Novel five nanosized mono- and homobi-nuclear complexes of 4-(2,4-dihydroxy-5-formylphen-1-ylazo)-N-thiazol-2-yl-benzenesulfonamide (H2L) ligand were synthesized for developing new anticancer agents. H2L was prepared by coupling the diazonium salt of 2-(p-aminobenzenesulfonamido)thiazole with 2,4-dihydroxybenzaldehyde in order to integrate the bio-effectiveness of both azo group and sulfonamide part in the synthesized metal chelates which strongly increase their bio-activities. H2L and synthesized Cu, Co, Ni, Mn and Zn complexes were characterized applying different analytical and spectral methods.

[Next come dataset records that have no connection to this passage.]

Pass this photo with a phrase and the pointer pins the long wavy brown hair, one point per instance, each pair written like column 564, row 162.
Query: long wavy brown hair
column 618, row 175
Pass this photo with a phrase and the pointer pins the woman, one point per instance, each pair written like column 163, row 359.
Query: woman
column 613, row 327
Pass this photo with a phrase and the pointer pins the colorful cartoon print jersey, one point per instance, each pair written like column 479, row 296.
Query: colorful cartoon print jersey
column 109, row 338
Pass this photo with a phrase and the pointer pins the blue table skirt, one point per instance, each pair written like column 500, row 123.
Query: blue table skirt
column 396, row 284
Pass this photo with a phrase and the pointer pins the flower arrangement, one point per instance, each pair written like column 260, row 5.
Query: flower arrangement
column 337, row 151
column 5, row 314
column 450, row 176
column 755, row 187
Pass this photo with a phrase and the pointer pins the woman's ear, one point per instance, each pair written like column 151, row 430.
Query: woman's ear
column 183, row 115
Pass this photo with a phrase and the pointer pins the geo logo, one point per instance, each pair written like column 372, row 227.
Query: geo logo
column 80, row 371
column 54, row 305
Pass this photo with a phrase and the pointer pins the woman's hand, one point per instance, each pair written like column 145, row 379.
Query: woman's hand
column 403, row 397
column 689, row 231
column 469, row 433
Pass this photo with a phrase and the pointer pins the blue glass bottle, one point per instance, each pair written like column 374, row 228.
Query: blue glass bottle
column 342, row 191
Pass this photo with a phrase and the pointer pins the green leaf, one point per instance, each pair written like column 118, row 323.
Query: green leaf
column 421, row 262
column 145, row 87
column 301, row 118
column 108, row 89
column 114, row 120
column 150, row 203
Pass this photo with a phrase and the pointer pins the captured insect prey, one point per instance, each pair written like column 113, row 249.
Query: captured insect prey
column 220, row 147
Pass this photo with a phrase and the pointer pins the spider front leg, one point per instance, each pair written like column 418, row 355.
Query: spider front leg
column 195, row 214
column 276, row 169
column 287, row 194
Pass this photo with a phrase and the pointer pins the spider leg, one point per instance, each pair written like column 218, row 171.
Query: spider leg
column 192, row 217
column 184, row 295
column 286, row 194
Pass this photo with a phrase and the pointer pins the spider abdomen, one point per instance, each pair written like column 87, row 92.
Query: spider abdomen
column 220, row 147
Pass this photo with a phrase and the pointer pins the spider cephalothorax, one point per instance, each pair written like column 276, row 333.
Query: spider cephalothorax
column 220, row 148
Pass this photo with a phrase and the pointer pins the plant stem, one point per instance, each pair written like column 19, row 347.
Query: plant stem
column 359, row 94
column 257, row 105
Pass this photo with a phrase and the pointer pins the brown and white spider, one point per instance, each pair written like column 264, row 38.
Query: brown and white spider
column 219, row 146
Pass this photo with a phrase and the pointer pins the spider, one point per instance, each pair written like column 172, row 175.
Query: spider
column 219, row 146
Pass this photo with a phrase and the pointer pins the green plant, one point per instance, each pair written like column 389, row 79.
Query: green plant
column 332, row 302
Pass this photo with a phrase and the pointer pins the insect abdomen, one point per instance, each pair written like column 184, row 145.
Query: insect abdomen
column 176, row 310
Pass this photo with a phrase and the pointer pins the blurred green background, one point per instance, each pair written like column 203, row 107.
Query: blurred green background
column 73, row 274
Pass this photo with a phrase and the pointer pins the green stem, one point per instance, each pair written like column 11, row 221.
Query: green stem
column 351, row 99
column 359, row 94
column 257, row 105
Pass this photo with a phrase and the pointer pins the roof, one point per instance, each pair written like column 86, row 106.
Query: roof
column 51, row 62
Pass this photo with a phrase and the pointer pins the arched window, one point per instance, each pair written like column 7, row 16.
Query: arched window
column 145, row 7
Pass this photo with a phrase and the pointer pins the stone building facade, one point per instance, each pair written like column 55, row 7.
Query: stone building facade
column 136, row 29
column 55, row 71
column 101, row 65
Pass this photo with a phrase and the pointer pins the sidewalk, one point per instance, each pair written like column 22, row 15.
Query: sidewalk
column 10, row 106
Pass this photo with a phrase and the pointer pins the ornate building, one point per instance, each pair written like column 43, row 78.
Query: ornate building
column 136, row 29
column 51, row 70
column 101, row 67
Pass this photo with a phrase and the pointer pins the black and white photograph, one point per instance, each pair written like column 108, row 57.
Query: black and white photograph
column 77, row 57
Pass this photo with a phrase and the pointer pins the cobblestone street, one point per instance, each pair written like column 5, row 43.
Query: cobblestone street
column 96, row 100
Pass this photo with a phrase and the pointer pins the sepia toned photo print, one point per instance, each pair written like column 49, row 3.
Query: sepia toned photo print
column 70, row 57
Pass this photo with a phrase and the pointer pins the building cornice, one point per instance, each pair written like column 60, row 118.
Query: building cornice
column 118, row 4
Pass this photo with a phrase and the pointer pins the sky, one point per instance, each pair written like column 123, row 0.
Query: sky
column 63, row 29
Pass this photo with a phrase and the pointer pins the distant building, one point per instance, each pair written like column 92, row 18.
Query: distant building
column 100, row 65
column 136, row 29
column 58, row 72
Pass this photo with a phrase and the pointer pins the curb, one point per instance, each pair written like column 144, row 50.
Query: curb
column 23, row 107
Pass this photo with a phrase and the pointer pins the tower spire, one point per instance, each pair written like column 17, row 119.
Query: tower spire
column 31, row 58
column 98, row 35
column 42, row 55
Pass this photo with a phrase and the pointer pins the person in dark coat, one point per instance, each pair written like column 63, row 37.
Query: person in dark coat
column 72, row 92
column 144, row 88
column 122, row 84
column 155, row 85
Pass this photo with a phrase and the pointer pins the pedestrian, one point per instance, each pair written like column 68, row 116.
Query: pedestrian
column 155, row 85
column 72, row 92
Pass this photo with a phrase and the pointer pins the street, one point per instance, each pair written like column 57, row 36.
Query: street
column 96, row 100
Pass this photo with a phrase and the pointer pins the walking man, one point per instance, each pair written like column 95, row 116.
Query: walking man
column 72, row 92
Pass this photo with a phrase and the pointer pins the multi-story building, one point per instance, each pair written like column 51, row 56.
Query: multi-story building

The obtained results revealed that H2L coordinated with divalent metal ions of copper, cobalt and nickel in a monobasic bidentate mode through the azo group nitrogen, and deprotonated phenolic oxygen whereas H2L coordinates with Mn(II), and Zn(II) in dibasic tetradentate mode via the azo group nitrogen, deprotonated phenolic oxygen, sulfonamide oxygen, and N-atom of thiazole ring. All metal complexes had a tetrahedral geometry around the metal centers. XRD patterns denoted the ligand crystalline and the complexes amorphous natures. TEM images proved the nanosized range of all complex's particles. UV–Vis spectra and viscosity techniques revealed that H2L and complexes exhibited groove binding mode interactions with DNA. Anticancer efficiency of the ligand and complexes were examined against breast carcinoma cells (MCF-7) and human liver carcinoma cells (HepG-2). Co(II) and Zn(II) complexes displayed the greatest anticancer activity and are very promising candidates for future applications in cancer therapy.